As I said previously, by using `col` we are returned an expression, an expression we can use straight
away.

In [None]:
broadcast_logs.select(
    F.col("Duration"),
    F.col("Duration").substr(1, 2).cast("int").alias("hours"),
    F.col("Duration").substr(4, 2).cast("int").alias("Minutes"),
    F.col("Duration").substr(7, 2).cast("int").alias("Seconds"),
).distinct().show(5)

or use the column values in a calculation

In [None]:
broadcast_logs.select(
    F.col("Duration"),
    (
        F.col("Duration").substr(1, 2).cast("int") * 3600
        + F.col("Duration").substr(4, 2).cast("int") * 60
        + F.col("Duration").substr(7, 2).cast("int")
    ).alias("DurationInSeconds"),
).distinct().show(5)

In [None]:
broadcast_logs.printSchema()

In [None]:
len(broadcast_logs.columns)

Two quick checks give us quite some insight into the meta data of our DataFrame. 
We have 30 columns, and quite a few are simply IDs; let's drop those. There are two ways to do that: either we use the function `drop` or we can write something in Python, some code that saves us from having to spell out all the names of the columns we want to drop.

In [None]:
broadcast_logs = broadcast_logs.select(
    *[x for x in broadcast_logs.columns if x[-2:] != "ID"]
)
broadcast_logs.printSchema()

We have used an alias above, but what if we want the original DataFrame with an added column.

We use `withColumn` 

In [None]:
extended_logs = broadcast_logs.withColumn(
    "DurationInSeconds",
    (
        F.col("Duration").substr(1, 2).cast("int") * 3600
        + F.col("Duration").substr(4, 2).cast("int") * 60
        + F.col("Duration").substr(7, 2).cast("int")
    ),
)
extended_logs.printSchema()

we can sort these columns

In [None]:
extended_logs.select(sorted(extended_logs.columns)).printSchema()

We can also use standard statistical functions on a DataFrame:
1. `describe`
2. `summary`

In [None]:
extended_logs.select(F.col("DurationInSeconds")).describe().show()

In [None]:
extended_logs.select(F.col("DurationInSeconds")).summary().show()

## Naming functions, classes and variables
We have discussed typing; we should also discuss naming, as this is also an important part of proper coding. I start by stating that Python conventions are set out in [PEP 8](https://peps.python.org/pep-0008/). Of course, who can remember to use all those conventions? I cannot; I use a linter. [Ruff](https://github.com/astral-sh/ruff) to be precise, Ruff is written in Rust and is the fastest linter and code formatter out there for Python. You should use a linter too. 

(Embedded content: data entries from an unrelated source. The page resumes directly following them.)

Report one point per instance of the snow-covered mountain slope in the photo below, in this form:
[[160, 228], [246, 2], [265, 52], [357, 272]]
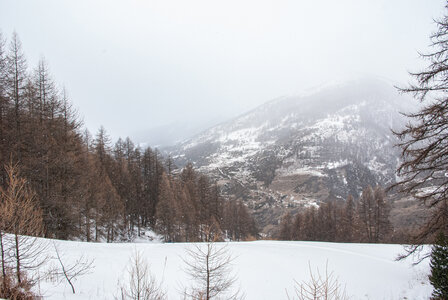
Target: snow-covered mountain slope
[[264, 269], [295, 151]]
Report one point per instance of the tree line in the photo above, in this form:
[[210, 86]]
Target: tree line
[[89, 188], [363, 220]]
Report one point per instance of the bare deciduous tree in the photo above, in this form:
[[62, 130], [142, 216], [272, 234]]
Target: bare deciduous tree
[[70, 272], [424, 140], [23, 219], [320, 287], [142, 284], [209, 266]]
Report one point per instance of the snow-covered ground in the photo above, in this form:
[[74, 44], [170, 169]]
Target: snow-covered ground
[[265, 269]]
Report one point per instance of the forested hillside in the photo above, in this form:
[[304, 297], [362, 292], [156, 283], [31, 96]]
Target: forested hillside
[[89, 188]]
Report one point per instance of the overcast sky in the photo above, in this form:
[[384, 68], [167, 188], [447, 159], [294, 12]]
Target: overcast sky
[[139, 64]]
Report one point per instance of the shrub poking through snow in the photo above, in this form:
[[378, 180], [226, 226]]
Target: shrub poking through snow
[[142, 285], [439, 268], [320, 286]]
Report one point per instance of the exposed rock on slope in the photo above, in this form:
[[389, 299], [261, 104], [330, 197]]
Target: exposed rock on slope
[[300, 151]]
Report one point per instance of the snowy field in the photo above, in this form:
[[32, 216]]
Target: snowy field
[[265, 269]]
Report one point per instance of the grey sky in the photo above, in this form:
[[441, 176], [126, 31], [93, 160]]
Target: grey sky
[[138, 64]]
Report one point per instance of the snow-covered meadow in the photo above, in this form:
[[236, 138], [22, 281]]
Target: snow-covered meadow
[[265, 269]]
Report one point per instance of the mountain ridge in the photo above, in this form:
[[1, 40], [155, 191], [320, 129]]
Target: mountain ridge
[[303, 150]]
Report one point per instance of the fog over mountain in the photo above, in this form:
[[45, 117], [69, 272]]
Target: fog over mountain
[[299, 151]]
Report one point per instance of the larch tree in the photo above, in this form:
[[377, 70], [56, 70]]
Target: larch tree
[[424, 140]]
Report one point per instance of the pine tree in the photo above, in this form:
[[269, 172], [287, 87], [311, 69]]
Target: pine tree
[[439, 268]]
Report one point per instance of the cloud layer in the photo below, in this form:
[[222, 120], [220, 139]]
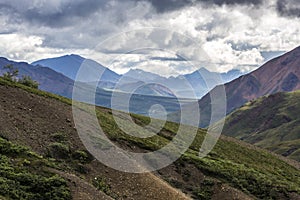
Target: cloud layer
[[232, 33]]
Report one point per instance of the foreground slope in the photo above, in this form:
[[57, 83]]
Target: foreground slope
[[271, 122], [233, 170]]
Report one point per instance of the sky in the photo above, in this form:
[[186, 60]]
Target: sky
[[166, 37]]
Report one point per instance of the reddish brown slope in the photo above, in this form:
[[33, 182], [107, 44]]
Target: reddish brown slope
[[281, 74]]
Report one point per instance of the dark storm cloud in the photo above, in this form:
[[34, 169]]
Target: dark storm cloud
[[290, 8], [170, 5], [65, 14], [68, 13]]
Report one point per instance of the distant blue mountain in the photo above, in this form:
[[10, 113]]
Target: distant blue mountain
[[193, 85], [69, 65], [48, 79]]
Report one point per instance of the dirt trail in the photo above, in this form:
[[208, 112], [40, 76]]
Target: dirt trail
[[31, 120]]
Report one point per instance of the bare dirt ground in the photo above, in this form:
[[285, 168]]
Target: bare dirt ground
[[30, 120]]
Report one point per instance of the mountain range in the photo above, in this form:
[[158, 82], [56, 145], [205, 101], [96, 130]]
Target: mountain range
[[42, 157], [192, 85], [281, 74]]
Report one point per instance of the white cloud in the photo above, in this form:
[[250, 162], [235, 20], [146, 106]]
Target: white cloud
[[231, 36]]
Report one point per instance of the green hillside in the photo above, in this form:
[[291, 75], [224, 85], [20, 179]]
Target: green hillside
[[231, 169], [271, 122]]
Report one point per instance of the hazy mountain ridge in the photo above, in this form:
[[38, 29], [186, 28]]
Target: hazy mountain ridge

As for naming methods, variables, etc., there are a few things to remember:

1. Use nouns, verbs, and adjectives. Verbs should indicate an action like `calculate()` or `print()`. Nouns describe a return value of the function or describe the variable meaningfully, e.g., `name()`, `user`. Adjectives add specificity to a name, for instance, `total_price()`. Mixing nouns, verbs, and adjectives together builds descriptive names like `calculate_total_price()`.
2. Avoid ambiguity; do not use generic terms such as `process` or `data`. Names with multiple meanings, e.g., check, file, object. Finally, do not use abbreviations unless they are widely known.
3. If you want the function or attribute to be treated as private; use an underscore `_private`.

Everyone who writes code has used the variable `x`. I am not an exception, but keeping in mind that code is read 10 times more than it is written, I try my best.